With a 5:32-per-mile average pace, Loroupe looked capable of blowing away the Boston field—a la New York. If she could keep the pace, she would take the win in a time of about 2:25. But it was her turn to look over her shoulder. At 35 K, Loroupe’s lead was about 200 yards, and Uta, her last challenger, had dropped off the pace and was looking visibly distressed. She was not racing well and seemed to have settled for second place.

Although Loroupe ran through 20 miles much slower than Joan Benoit’s record time of 1:46:44 (1983), she looked unstoppable. But Loroupe ran subsequent miles in the following times: 21 miles—5:56; 22—5:31; 23—5:53; 24—5:57; 25—6:32. Uta, to her surprise, found herself stumbling toward the lead. “I heard the crowd roaring, but there was nothing I could do” Loroupe said after the race. “I could not move my legs.” Energized by the loud crowds and Loroupe’s flagging stride, Uta bolted.

But she also realized that Loroupe might challenge, or sprint away and out of reach. Uta’s racing instincts told her to pass strongly and decisively. She did. From the passing just before the 25-mile mark to the finish, Loroupe lost a minute and 25 seconds. Those numbers indicate a last mile of close to 8:00. Although it appeared to television viewers that Uta burst past Loroupe with a big increase in speed, the reality was the opposite. Uta may have accelerated 10 seconds per mile, but Loroupe had lost minutes.

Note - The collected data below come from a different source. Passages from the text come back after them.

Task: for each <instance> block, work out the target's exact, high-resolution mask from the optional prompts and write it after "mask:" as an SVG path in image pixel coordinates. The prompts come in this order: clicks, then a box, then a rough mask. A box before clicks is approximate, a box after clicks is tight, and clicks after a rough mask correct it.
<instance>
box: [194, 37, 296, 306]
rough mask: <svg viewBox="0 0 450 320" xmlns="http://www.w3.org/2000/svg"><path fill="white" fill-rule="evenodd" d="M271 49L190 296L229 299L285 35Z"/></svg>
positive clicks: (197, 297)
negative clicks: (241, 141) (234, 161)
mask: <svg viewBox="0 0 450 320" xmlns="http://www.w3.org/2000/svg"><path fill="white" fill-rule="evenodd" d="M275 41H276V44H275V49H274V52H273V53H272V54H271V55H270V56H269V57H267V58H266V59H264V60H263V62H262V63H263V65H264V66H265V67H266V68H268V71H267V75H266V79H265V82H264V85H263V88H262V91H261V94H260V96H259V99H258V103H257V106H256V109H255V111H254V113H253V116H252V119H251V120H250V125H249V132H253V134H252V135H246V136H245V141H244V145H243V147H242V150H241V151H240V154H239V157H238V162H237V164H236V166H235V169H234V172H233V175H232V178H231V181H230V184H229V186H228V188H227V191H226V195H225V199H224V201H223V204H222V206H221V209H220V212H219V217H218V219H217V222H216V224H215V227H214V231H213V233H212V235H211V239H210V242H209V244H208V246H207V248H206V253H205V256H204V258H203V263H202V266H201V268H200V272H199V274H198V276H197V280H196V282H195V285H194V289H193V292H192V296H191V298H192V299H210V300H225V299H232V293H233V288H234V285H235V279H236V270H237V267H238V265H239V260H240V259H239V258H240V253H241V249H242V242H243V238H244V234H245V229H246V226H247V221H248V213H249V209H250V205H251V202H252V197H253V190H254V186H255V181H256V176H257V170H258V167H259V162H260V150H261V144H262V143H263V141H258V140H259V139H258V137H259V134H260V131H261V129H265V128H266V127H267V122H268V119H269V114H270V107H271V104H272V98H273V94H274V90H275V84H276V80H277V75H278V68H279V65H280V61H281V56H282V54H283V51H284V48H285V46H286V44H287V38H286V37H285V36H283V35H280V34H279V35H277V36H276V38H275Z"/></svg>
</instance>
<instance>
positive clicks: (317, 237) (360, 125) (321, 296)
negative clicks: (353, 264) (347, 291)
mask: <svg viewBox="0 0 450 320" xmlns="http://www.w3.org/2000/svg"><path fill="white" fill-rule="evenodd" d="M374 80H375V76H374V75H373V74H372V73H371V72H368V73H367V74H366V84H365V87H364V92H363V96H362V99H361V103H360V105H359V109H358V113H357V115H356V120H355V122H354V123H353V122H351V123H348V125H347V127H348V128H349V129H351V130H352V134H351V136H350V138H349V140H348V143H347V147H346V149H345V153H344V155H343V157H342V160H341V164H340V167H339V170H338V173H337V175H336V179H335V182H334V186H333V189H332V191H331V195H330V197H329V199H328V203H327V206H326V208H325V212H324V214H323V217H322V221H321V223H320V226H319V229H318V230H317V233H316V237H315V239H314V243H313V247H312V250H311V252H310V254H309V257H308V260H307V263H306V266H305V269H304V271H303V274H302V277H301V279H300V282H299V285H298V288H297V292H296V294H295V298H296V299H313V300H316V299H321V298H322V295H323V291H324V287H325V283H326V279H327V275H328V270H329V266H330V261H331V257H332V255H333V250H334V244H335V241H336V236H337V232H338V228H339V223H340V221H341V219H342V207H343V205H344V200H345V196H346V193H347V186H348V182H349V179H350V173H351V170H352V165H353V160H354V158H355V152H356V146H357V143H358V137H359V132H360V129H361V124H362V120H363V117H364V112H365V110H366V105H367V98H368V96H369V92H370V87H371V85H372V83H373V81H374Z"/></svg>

When Uta found herself clear of Loroupe, she could not believe that the lead she thought she’d lost for good was again hers. She expressed her shock in an open-mouthed mug at the TV crew on the lead vehicle. For the final two miles, Uta was smiling again, but the strain of the race mixed with the joy on her face. Clearly still respectful of Loroupe, Uta kept looking over her shoulder—both shoulders—trying to pick out her nearest rival. As she neared the finish, the pain evaporated from her face, and after miles of agony, Uta finished the 100th Boston joyfully, clocking 2:27:12 and joining Roberta Gibb and Sarah Mae Berman as three-time winner—and becoming the only woman to do so “officially”.

Loroupe held on to second, besting Fujimura, 2:28:37 to 2:29:04. Sonja Krolik of Germany moved up to take fourth in 2:29:04 and Larisa Zouzko was fifth in 2:31:06. Thirty years after Gibb became the first woman ever to run Boston, Uta’s run only made public to a wider audience what most athletes already knew—that toughness, grace, and poise can coexist.

Uta said, “It was amazing… so many people screamed even when it seemed impossible for me to win anymore”… they were yelling, ‘You can catch her.’ I said (to myself), ‘come on guys, it is such a big gap.’” “Later I thought a lot about all the women who are now able to run in this race, just like the men. I feel good about that… we’re equal now and everyone should have the same right”… “It is a special thing, this Boston Marathon.”